Network and Cyber Security
The biggest threat to data security is underestimating both internal and external threats. Access to IP networks are everywhere so understanding that data in motion is vulnerable both on and off the network leads to the question of how to protect it.
Assessing the risk comes down to some simple math: what is your data worth, and what would be the damage if it were compromised? With news stories about data being hacked, tapes and laptops being stolen from vehicles continue to happen at an alarming rate. Therefore, it makes sense for your organization to develop a plan for handling highly sensitive data and proprietary intellectual property.
You may have done a good job deploying virus protection, firewalls, IDS/IPS solutions, but these only cover established areas. Only data protection throughout the network can safeguard critical and confidential data, regardless of the success or failure of other security technologies and policies. That is why it is important to understand that data protection is journey and not a destination.

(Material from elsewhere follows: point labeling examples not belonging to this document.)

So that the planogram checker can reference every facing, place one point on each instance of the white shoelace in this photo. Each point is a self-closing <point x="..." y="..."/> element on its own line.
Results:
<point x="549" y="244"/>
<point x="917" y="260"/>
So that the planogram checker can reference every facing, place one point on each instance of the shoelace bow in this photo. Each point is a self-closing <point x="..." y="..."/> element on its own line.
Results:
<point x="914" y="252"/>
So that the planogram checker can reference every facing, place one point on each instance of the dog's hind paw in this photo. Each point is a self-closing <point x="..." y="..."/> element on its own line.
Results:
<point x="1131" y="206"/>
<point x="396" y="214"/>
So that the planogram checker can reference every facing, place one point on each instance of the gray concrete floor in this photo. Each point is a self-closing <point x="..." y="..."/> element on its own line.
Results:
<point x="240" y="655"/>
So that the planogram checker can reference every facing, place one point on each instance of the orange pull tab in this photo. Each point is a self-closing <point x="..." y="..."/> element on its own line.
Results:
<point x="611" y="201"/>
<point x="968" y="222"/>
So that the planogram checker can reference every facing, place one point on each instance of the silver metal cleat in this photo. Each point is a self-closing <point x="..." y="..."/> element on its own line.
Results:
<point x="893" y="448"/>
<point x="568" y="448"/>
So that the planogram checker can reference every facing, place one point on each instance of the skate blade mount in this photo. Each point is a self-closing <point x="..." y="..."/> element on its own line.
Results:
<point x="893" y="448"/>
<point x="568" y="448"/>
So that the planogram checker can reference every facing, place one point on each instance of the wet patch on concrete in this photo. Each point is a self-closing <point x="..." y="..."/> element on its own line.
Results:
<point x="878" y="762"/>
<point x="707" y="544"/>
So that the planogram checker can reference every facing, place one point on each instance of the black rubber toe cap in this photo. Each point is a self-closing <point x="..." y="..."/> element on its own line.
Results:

Companies should begin risk management by defining a benchmark of existing assets and functions. From there, the following questions will help determine vulnerabilities within the business, and the potential impact of a failure:
- What are the threats to these critical functions and assets?
- What are the potential losses if a threat or failure is realized?
- What are the chances of the organization being affected by this threat or failure?
- What is the cost to reduce the risk to an acceptable level?
Vulnerability management is a critical component of any security infrastructure because it enables proactive detection and remediation of security vulnerabilities. According to the Yankee Group's Best Security Practices, organizations should perform vulnerability management on a daily or weekly basis. Gartner Group states “Forty percent of small to medium businesses that manage their own network will have their network accessed by a hacker, and more than 50 percent won’t even know they were attacked.